Mientras esto sucede y los culichis batallan en recuperar su cotidianidad, el embajador Ken Salazar nos revela, sin sorna, que "lo que pasó en Sinaloa se debería celebrar". Propone interpretar la captura del Mayo "como una victoria de los esfuerzos entre ambos países". La historia de siempre: la pretensión de hacernos asumir como nuestras las métricas de éxito de la embajada y no como lo que realmente son: la medida de nuestro propio fracaso.
Cuidado con las conclusiones apresuradas. Reconocer a ciertos actores criminales como factores de estabilidad no es una disculpa a sus acciones ni una convocatoria a la impunidad. Es un llamado a la construcción de una política criminal que priorice la paz social sobre cualquier otra consideración.
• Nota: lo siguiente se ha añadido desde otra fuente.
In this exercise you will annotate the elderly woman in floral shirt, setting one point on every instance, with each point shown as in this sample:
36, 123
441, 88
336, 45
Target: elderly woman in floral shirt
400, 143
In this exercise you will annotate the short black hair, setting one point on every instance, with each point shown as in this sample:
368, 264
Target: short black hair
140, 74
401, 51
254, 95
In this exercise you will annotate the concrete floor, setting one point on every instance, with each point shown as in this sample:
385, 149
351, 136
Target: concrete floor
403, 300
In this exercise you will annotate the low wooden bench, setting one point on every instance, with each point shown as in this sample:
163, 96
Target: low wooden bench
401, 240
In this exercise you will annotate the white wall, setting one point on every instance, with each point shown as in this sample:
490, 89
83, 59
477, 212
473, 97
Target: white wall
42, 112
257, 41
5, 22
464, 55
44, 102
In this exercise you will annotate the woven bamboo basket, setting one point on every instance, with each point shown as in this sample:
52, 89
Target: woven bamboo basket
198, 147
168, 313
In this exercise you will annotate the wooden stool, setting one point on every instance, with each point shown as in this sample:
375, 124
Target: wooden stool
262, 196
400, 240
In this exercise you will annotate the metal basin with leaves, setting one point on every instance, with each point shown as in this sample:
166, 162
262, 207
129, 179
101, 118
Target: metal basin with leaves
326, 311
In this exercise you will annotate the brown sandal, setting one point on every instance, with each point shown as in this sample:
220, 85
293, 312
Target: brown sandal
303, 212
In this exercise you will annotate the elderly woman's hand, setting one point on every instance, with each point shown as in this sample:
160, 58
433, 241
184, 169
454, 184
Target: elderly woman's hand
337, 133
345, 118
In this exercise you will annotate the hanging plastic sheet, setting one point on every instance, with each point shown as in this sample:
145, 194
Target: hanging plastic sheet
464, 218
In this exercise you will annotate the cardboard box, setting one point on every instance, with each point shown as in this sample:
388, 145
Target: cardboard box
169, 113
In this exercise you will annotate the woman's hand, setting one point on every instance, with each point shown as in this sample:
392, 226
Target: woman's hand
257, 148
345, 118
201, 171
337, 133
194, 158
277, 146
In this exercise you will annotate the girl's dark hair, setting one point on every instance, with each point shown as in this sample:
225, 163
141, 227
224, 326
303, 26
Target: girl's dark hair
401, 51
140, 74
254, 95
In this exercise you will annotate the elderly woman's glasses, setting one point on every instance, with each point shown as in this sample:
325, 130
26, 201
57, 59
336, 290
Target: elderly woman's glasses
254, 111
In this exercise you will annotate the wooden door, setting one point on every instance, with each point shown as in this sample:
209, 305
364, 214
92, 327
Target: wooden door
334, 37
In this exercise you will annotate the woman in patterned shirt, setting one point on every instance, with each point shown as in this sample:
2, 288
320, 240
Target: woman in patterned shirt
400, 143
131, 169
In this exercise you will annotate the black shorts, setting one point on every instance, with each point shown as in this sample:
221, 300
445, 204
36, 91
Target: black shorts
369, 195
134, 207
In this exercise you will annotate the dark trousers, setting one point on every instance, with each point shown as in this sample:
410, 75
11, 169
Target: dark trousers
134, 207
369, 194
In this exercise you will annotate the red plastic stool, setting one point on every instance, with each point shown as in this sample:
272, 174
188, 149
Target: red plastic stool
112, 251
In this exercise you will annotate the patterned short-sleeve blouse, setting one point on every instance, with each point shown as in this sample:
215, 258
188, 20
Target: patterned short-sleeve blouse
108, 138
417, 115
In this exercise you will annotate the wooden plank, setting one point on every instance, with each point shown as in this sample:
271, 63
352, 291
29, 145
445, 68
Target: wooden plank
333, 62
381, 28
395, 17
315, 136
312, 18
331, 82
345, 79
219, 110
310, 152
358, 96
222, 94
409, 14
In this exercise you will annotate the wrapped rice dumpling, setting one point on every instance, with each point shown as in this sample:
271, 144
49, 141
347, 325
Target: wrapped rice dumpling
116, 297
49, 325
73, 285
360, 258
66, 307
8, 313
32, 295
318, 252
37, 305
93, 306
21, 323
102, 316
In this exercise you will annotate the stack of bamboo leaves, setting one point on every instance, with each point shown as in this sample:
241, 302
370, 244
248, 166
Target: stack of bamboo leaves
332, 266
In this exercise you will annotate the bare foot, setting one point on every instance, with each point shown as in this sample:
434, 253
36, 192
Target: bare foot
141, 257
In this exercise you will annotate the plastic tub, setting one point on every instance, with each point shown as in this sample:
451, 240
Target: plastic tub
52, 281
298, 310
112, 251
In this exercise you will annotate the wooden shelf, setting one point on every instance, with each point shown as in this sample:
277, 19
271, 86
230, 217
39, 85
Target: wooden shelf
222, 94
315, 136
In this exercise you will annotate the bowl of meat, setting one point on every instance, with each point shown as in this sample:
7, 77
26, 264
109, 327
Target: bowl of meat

La vida por encima de todo.
Ganar la guerra contra las drogas es imposible. México no solo es productor de mariguana, heroína y otras drogas sintéticas; es puente de cocaína sudamericana y de precursores químicos provenientes de Asia. Nuestra posición geográfica es condena.
El país recibe, además, de Estados Unidos, doscientas mil armas al año que alimentan la cólera de nuestro conflicto criminal. En ese contexto, la sola detención de capos -por más terribles que sean, por más cárcel que merezcan- solo rompe equilibrios básicos de gobernanza criminal. Ya tendríamos que haber aprendido la lección de 2006.
Hizo bien el presidente López Obrador aquel 17 de octubre de 2019 en detener la masacre que se venía. También hizo lo correcto en exigir a las agencias estadounidenses que se replegaran en sus intentos cotidianos de exportar su guerra hacia México. Se equivocó, en cambio, en moverse al otro lado del péndulo y permitir que grupos criminales expandieran su control territorial. Su política de seguridad nunca encontró el óptimo equilibrio entre ejecutar tiros de precisión y mantener la violencia al límite.
Para aliviar el conflicto criminal que vive México, deberá predominar la táctica sobre la impericia, la estrategia sobre el caos. El fracaso de Culiacán deberá servir como triste lección.